The end of the Younger Dryas, about 11,500 years ago, was particularly abrupt. In Greenland, temperatures rose 18 degrees Fahrenheit (10 degrees Celsius) in a single decade.

Man has been around for two hundred thousand years and has gone through two glacial cycles, so we may be more resilient than we’re given credit for. But man has so altered the terrain of planet Earth that there is no longer enough room for nature to adapt. Species that once moved north or uphill to deal with climate change may find roads, parking lots, cities, and megastructures in the way. We’ve put most of our plants and animals into tightly controlled parks, so they can’t leave and migrate north when the weather gets too hot.

During the last interglacial period, the Eemian, the world was a lot hotter. Ocean surfaces toward the peak of the Eemian rose six to ten feet and stayed that way for several thousand years. Salt water covered much of Northern Europe, turning Sweden and Norway into an island. Salt water also covered the western Siberian plains. The Nile River overflowed, providing a cap to Mediterranean waters that cut off the supply of oxygen to the bottom, producing thick layers of organic ooze recorded today in sediment cores taken off the coast of Egypt. Forests blanketed the Sahara and extended their ranges much farther north than they do today.

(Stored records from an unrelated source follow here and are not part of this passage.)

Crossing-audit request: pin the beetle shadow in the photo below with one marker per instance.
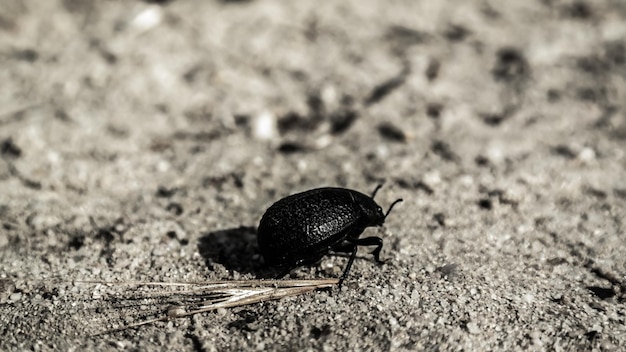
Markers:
(236, 249)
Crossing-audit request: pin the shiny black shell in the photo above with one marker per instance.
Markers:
(303, 227)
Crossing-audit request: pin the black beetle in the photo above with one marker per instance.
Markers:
(300, 229)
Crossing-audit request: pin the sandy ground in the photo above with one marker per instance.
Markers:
(143, 142)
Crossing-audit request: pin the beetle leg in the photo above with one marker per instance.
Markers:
(350, 261)
(372, 241)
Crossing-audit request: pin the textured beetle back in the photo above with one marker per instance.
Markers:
(306, 225)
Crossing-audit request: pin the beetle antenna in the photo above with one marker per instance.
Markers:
(391, 206)
(376, 190)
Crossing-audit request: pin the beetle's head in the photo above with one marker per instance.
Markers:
(374, 212)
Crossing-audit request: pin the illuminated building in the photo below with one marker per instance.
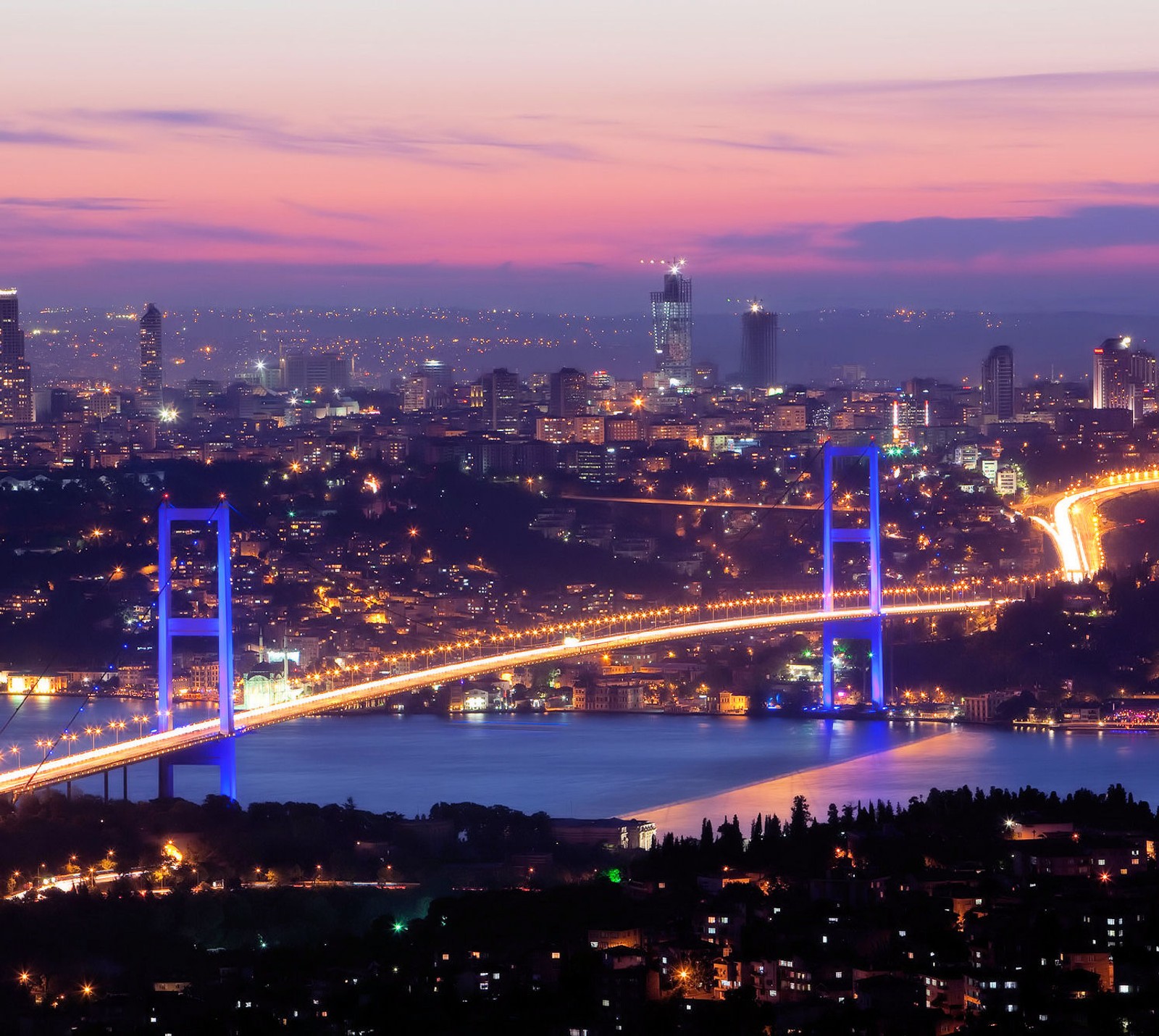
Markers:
(313, 376)
(151, 330)
(671, 312)
(758, 348)
(1113, 388)
(998, 385)
(15, 375)
(568, 393)
(501, 400)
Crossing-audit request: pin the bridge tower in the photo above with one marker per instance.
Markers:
(219, 627)
(869, 627)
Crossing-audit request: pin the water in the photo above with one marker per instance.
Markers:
(671, 769)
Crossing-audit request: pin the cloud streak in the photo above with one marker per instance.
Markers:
(774, 143)
(276, 135)
(46, 138)
(83, 204)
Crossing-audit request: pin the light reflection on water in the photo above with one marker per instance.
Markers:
(672, 769)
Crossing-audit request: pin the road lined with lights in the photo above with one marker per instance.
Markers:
(1076, 532)
(154, 745)
(689, 502)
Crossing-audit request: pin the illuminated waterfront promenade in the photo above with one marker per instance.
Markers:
(666, 624)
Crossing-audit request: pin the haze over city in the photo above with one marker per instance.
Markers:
(579, 519)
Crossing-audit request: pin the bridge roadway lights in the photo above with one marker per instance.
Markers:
(220, 627)
(869, 628)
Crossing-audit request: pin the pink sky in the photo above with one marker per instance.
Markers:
(466, 151)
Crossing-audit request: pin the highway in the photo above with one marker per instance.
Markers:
(1076, 529)
(139, 750)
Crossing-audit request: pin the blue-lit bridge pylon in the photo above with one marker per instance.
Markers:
(869, 627)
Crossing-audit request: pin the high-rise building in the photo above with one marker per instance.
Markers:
(998, 385)
(148, 400)
(568, 393)
(314, 376)
(758, 348)
(15, 375)
(671, 311)
(1145, 376)
(1113, 385)
(501, 400)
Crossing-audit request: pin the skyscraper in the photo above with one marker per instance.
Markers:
(1113, 385)
(148, 400)
(758, 347)
(672, 326)
(568, 396)
(501, 400)
(15, 375)
(998, 385)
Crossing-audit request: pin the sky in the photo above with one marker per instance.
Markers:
(531, 153)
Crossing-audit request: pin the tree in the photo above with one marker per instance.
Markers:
(800, 816)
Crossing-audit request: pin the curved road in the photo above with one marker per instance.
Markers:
(1075, 530)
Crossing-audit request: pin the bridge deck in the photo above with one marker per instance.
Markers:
(139, 750)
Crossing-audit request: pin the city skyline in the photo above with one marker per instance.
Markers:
(952, 164)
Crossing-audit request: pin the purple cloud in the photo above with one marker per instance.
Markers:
(83, 204)
(961, 240)
(275, 135)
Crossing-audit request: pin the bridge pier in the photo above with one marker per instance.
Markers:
(223, 755)
(869, 628)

At the height of the warming, hippos pranced and snorted in the Thames River not far from the present city limits of London.
Rhinos ran through the British brush, and water buffalo lowered their horns
to drink from the Rhine.

A return to this type of warming exists in permafrost soils, which underlie much of the Arctic and are large reservoirs of organic carbon—four to five times as much as all the carbon emitted from all fossil fuel combustion and human activities in the last 160 years. The permafrost has already warmed by as much as 4.5 degrees Fahrenheit (2.5 degrees Celsius). If climate change causes the Arctic to get warmer and drier, most of the carbon will be released as CO
2
. If it gets warmer and wetter, most of the carbon will be released as methane. Neither scenario is cause for optimism.

Take carbon, for example: large carbon releases are already appearing across the interior of Alaska and across the North Slope. And then there is methane: in 2012 scientists measured methane releases over swamps in the Innoko Wilderness in Alaska that were similar to what one might find over a large city.

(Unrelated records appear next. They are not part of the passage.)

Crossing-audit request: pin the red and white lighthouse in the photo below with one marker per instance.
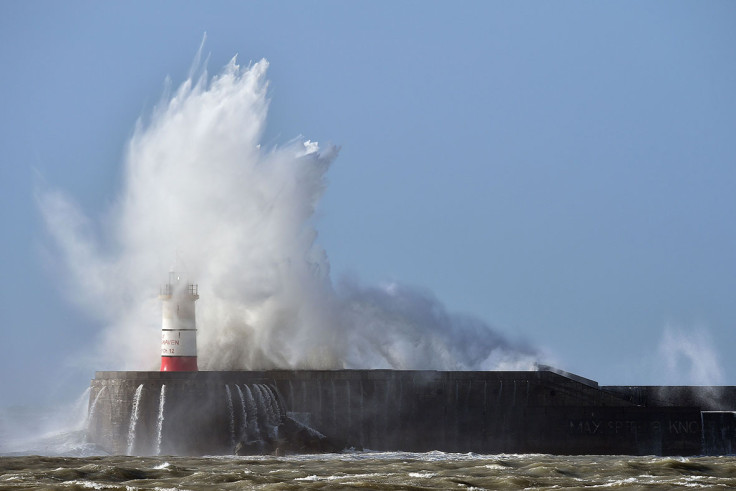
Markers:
(179, 326)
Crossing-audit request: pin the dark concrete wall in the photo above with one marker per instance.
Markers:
(485, 412)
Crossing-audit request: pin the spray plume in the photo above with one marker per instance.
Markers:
(198, 186)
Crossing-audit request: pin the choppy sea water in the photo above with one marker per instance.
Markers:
(372, 470)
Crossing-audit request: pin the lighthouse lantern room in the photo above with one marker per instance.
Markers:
(178, 327)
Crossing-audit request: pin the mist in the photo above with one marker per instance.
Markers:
(201, 195)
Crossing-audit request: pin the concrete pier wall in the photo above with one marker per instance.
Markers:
(484, 412)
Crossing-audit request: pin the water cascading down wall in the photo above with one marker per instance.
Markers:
(195, 413)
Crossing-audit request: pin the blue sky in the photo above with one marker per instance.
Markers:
(563, 170)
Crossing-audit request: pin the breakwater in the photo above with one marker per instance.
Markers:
(196, 413)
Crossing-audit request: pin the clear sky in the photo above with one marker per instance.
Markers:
(563, 170)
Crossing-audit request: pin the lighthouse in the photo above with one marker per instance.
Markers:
(178, 326)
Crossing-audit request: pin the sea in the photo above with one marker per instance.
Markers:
(369, 470)
(48, 449)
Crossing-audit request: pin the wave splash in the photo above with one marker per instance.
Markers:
(198, 186)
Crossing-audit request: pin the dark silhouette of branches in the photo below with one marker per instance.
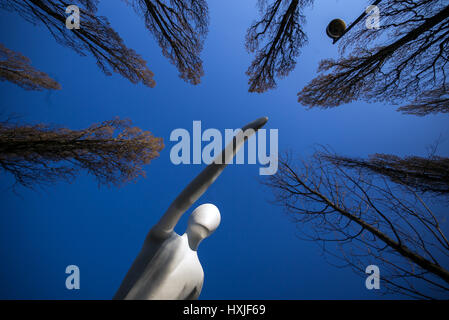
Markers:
(361, 218)
(95, 35)
(406, 59)
(112, 151)
(277, 38)
(17, 69)
(180, 27)
(421, 174)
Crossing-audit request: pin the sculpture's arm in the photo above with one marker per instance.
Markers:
(201, 183)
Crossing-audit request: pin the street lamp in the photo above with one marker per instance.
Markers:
(337, 27)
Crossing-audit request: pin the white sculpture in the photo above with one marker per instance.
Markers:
(167, 266)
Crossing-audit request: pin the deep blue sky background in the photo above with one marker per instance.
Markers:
(255, 253)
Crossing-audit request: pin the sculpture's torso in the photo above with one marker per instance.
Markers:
(164, 270)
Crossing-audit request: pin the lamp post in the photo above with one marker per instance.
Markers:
(337, 27)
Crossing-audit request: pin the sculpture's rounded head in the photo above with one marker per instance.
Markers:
(203, 221)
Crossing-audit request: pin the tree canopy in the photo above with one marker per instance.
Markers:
(113, 151)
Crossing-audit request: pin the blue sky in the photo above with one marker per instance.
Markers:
(255, 253)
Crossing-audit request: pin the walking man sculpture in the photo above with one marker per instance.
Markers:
(167, 266)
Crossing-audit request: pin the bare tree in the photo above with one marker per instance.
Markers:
(426, 175)
(95, 35)
(17, 69)
(112, 151)
(360, 218)
(406, 59)
(276, 38)
(180, 27)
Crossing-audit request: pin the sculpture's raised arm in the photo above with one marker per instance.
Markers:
(201, 183)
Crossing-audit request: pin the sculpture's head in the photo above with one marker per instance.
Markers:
(203, 221)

The Arctic will be one of the first areas to go. The Arctic ice rests on the sea and is only six to nine feet (two to three meters) thick, unlike the ice that covers the continent of Antarctica, which averages 7,086 feet (2,125 meters) in thickness. According to scientists, both the thickness and area of Arctic summer sea ice have declined dramatically over the last thirty years.

Summer may soon be ice-free in the Arctic, but is this a bad thing? An ice-free Arctic, after all, is a valuable potential resource for many countries. Open water in summer and thin ice in winter could be a bonanza for some of the people of Alaska, Canada, Scandinavia, and Russia, though not for wildlife. Curt Stager, author of
Deep Future
, claims an Arctic passage from Europe to the Pacific will save ships the cost of passing through the Panama Canal.
An Arctic passage from Rotterdam to Seattle would be 2,000 nautical miles shorter. And a similar route bypassing the Suez Canal would cut 4,700 nautical miles off the trip from Rotterdam to Yokohama, a boon to international trade.